1998 novel by Gaétan Soucy

1st edition

The Little Girl Who Was Too Fond of Matches (La petite fille qui aimait trop les allumettes) is a novel by Canadian novelist Gaétan Soucy. It was one of the novels chosen for inclusion in the French version of Canada Reads, broadcast on Radio-Canada in 2004, where it was championed by actor, film director, screenwriter, and musician Micheline Lanctôt. The book caused a sensation in Quebec and was immediately translated into more than ten languages. It was translated into English as The Little Girl Who Was Too Fond of Matches by Sheila Fischman.

== Plot ==
The novel is about two siblings who live in complete isolation with their father. They are both his "sons". One day the father kills himself by hanging and his sons decide one of them needs to go to the nearby village to get a coffin. While in the village it is revealed that one of the sons is actually a female, although she has no concept of that (she has no idea of sexuality and thinks she was castrated when she was very young and that is why she doesn't have testicles). It also becomes apparent she has been being used for sex by her brother and there are even more nefarious occurrences which have been happening on their property. However; she has such little understanding of the outside world, that she believes all of this to be completely normal and rejects the outsiders' views of her family situation.

The main character's only source of knowledge is from the books found in her household library. Most of these books are medieval stories about chivalry, knighthood and saving princesses. She becomes somewhat infatuated with the mine inspector she meets In the village who questions her about her living situation. She impulsively tries to get him to have sex with her, although this is more of a carnal urge and something she is probably used to with her brother and father. He succumbs at first but ultimately denies her, making her upset. He goes on to tell her that others will come and try to change her way of life. She flees in anger, riding the family horse back to their mansion.

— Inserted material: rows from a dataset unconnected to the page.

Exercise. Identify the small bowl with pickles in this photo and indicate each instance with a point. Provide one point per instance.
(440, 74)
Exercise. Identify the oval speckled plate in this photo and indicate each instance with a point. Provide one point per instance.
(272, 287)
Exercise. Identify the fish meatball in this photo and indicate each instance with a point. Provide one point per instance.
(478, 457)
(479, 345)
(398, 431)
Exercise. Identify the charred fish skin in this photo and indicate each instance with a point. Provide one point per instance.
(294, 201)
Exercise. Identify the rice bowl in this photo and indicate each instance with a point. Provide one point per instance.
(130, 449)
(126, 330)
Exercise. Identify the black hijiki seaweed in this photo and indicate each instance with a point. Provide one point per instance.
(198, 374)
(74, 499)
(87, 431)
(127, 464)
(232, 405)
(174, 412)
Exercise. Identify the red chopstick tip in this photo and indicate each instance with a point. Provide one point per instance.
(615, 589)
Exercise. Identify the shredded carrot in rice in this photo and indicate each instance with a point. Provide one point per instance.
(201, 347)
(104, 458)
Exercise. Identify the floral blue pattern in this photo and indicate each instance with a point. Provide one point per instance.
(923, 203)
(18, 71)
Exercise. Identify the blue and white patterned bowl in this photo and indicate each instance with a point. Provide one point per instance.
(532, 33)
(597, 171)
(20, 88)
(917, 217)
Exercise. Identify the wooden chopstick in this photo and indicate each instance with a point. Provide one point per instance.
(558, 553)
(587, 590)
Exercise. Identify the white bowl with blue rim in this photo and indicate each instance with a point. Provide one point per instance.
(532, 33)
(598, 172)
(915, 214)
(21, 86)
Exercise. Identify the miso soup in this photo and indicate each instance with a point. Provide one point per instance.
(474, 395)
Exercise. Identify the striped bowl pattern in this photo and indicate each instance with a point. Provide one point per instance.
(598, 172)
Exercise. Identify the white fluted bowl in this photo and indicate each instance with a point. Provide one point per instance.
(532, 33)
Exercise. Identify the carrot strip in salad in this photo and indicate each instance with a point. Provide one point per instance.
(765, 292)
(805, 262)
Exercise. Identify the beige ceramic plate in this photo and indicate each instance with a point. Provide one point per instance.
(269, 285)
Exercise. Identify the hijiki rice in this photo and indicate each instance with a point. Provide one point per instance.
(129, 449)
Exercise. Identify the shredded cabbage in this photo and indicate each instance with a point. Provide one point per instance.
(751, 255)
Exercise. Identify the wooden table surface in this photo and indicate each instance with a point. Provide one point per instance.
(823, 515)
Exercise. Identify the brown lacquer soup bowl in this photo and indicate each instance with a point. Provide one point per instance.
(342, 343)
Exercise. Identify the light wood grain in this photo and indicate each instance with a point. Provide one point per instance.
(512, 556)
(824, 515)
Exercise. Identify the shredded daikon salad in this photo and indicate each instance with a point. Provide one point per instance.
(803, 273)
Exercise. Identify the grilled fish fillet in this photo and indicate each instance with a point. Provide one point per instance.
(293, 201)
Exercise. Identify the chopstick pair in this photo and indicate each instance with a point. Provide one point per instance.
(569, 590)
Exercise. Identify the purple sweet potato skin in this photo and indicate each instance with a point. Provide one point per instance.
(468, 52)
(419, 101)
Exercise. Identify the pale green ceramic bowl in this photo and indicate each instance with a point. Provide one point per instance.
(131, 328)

Once there, she encounters her brother about to dismember and burn their father's body. She informs him about what she has learned in the village and urges him not to do anything to their father's corpse. Her brother then goes through the house and arranges mannequins to appear as if they have fortified the household. She believes her brother is going mad and moves to an area of the property she calls "the vault," somewhere her brother is afraid to go. She brings a book of spells which she continuously writes in.

Her brother begins building a shooting post from two letters on the property and dons himself king with a dead raccoon cap. She remains in the vault chronicling her thoughts. A figure emerges from the forest on a machine they have never seen before. It's the mine inspector who the main character now believes is her prince. He finds her in the vault, making a horrific discovery. He has looked at the baptismal records and sees that there are supposed to be twin sisters on this property.

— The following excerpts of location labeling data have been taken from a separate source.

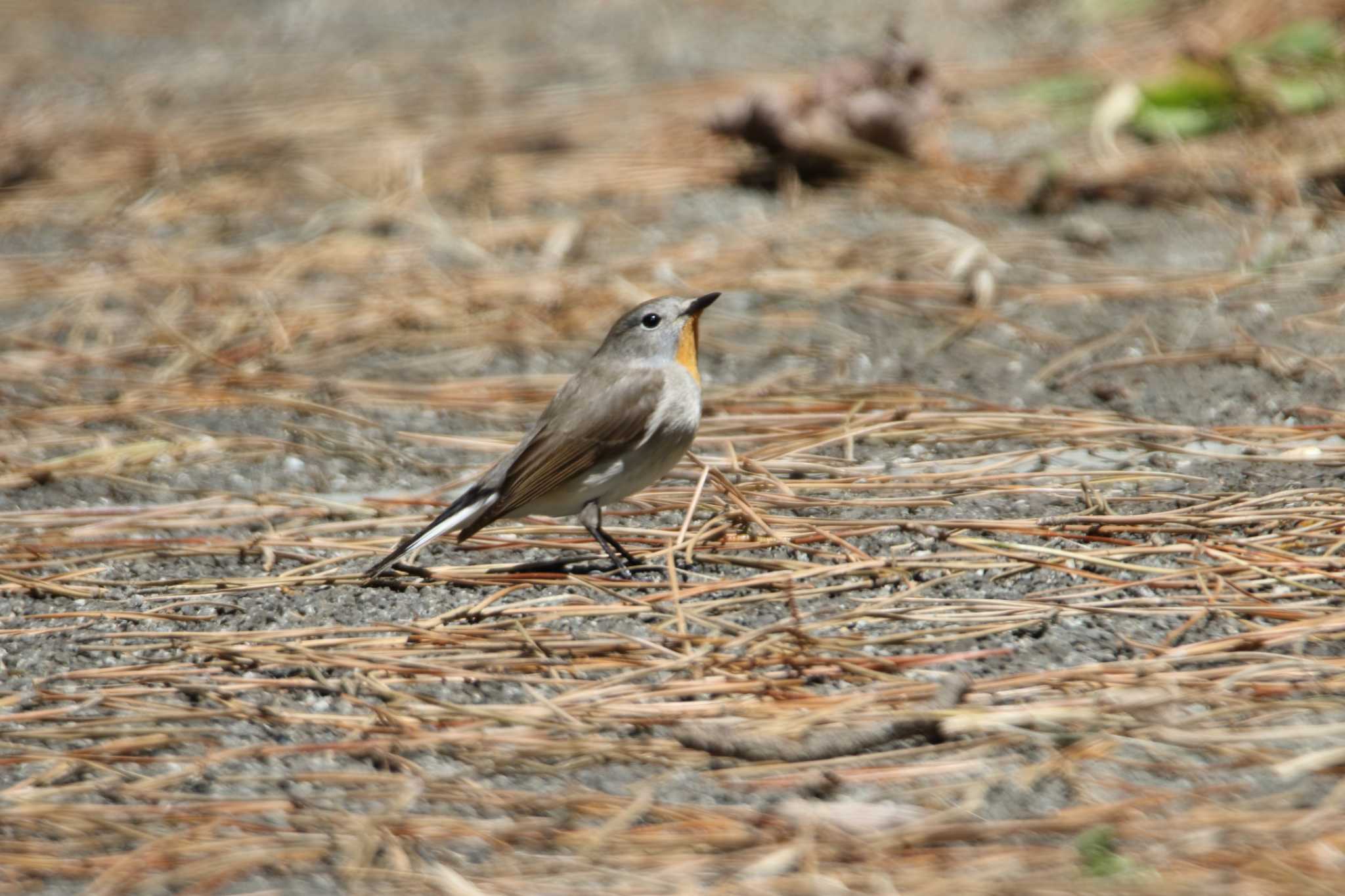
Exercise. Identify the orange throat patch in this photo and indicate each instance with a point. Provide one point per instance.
(686, 347)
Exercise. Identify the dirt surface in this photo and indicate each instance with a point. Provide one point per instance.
(275, 277)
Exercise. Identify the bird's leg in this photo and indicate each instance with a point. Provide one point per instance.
(592, 519)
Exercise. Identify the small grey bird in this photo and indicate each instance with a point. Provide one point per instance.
(615, 427)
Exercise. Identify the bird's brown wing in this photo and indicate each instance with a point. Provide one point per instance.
(598, 414)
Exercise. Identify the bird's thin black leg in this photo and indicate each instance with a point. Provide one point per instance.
(592, 519)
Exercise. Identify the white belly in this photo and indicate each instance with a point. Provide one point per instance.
(612, 480)
(615, 479)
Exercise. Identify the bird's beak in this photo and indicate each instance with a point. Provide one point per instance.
(699, 304)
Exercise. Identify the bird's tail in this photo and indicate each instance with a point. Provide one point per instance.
(466, 508)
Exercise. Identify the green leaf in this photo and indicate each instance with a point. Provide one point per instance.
(1304, 41)
(1192, 85)
(1301, 95)
(1098, 853)
(1178, 123)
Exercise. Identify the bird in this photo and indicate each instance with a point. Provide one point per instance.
(617, 426)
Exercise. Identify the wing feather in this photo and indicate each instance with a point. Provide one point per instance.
(596, 416)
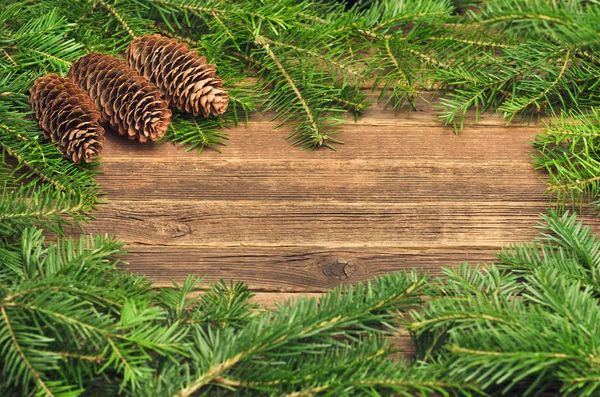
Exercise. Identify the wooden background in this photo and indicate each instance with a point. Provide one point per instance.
(403, 192)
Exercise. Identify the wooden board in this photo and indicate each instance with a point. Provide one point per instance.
(403, 192)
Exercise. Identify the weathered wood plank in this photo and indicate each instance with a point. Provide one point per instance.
(391, 142)
(333, 224)
(292, 269)
(353, 180)
(404, 192)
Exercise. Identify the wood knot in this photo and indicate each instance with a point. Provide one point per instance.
(340, 269)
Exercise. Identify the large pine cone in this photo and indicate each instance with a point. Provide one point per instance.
(128, 102)
(68, 117)
(183, 77)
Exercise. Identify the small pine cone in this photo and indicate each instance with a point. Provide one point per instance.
(183, 77)
(128, 102)
(68, 117)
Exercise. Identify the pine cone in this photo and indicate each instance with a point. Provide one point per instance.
(68, 116)
(183, 77)
(128, 102)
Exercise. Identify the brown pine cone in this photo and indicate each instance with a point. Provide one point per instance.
(183, 77)
(128, 102)
(68, 117)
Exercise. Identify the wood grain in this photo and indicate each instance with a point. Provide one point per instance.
(403, 192)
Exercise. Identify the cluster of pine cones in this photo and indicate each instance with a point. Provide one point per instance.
(130, 97)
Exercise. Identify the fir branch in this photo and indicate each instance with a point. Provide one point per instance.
(120, 18)
(317, 135)
(34, 373)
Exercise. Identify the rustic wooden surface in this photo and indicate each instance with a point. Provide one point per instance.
(403, 192)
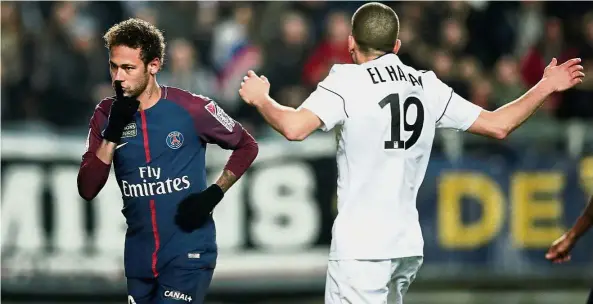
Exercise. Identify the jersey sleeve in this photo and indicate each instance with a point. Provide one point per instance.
(93, 173)
(327, 101)
(214, 125)
(452, 110)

The mine inspector ventures into the vault and sees a humanoid figure bandaged from head to toe, still alive and another figure, a skeleton, hidden behind a glass case. The narrator explains that she believes they have been there forever and her father used to attend to them and spend time with them but then stopped and she has been feeding and tending to them ever since. The living figure is referred to as the 'Fair Punishment'.

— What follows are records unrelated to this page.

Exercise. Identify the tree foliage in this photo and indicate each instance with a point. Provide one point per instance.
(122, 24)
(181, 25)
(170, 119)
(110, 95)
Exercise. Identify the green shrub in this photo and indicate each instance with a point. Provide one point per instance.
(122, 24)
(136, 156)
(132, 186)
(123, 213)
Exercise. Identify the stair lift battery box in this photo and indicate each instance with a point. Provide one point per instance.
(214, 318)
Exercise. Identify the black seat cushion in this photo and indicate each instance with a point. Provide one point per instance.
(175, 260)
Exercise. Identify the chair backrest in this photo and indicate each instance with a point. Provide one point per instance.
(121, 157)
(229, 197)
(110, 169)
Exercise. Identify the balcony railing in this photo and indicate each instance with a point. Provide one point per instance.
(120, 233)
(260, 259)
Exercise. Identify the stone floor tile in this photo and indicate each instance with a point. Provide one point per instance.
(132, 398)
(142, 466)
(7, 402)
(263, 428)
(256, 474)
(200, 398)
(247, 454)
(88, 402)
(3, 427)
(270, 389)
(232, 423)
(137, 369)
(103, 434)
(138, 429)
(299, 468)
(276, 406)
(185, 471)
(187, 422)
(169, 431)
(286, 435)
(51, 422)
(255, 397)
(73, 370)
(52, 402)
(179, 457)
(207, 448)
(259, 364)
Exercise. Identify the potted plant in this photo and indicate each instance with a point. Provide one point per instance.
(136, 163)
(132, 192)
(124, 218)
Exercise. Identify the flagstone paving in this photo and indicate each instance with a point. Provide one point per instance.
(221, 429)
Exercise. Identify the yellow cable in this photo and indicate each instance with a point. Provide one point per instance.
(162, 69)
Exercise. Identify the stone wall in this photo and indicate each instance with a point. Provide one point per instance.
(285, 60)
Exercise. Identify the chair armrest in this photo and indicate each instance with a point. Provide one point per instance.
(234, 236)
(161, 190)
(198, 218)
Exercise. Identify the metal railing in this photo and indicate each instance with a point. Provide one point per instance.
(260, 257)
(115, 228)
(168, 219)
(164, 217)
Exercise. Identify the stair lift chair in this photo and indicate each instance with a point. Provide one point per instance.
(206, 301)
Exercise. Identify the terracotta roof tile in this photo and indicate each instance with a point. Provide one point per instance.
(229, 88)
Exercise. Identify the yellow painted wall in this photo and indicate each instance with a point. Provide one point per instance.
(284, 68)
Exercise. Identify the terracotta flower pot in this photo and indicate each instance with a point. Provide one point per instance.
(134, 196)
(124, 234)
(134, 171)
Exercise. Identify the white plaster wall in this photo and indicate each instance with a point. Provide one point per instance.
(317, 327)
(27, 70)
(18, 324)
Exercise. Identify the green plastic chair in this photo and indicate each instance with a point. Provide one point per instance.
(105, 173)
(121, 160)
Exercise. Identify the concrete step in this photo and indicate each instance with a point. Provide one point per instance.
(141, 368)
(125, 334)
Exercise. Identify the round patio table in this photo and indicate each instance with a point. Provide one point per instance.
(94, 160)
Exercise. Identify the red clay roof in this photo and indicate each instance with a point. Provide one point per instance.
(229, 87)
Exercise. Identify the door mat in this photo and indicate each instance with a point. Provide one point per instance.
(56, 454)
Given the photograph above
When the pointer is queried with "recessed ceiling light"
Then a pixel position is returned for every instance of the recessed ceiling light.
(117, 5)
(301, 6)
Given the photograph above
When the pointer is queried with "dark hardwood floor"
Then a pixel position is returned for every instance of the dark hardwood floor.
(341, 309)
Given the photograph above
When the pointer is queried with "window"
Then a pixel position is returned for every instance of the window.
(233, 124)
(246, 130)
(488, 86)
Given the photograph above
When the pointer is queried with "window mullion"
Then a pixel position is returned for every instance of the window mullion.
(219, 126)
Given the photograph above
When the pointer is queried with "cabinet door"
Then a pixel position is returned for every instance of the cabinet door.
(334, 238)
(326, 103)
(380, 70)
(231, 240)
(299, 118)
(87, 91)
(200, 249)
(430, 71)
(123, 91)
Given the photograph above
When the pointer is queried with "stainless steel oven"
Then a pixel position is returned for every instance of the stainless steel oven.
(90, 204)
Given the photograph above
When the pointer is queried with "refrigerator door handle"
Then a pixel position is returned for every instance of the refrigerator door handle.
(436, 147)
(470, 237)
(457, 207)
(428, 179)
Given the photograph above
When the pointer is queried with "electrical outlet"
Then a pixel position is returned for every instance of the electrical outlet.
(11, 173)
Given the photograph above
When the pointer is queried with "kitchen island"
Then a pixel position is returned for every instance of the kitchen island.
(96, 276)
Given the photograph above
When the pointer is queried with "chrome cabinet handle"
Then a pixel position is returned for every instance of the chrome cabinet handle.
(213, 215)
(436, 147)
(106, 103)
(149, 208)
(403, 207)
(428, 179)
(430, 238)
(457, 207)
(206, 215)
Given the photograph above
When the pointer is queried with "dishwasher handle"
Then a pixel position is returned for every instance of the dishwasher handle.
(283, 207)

She makes it further obvious the Fair Punishment is her twin and the decomposed body in the glass case is her mother, although she does not understand it. When the twins were four years old, the Fair Punishment had a habit of playing with matches that resulted in a fire which killed their mother. The Fair Punishment survived but was severely burned, and the father believed being burned alive was her punishment for her misdeeds. The mine inspector then tells her he wants to take her to safety. He also points out that she is pregnant with her brother's child. They leave on his motorcycle. He is her prince and they are riding away on his steed. As they are riding into the pines, the inspector is shot in the back by the brother. He is killed instantly.

She returns to the vault as more villagers begin to appear at the property. As her brother surrenders, she packs up belongings and escapes into the pines. The book ends with her giving birth.

==Film adaptation==
A film adaptation by Simon Lavoie, The Little Girl Who Was Too Fond of Matches, was released in 2017, and garnered seven nominations at the Canadian Screen Awards.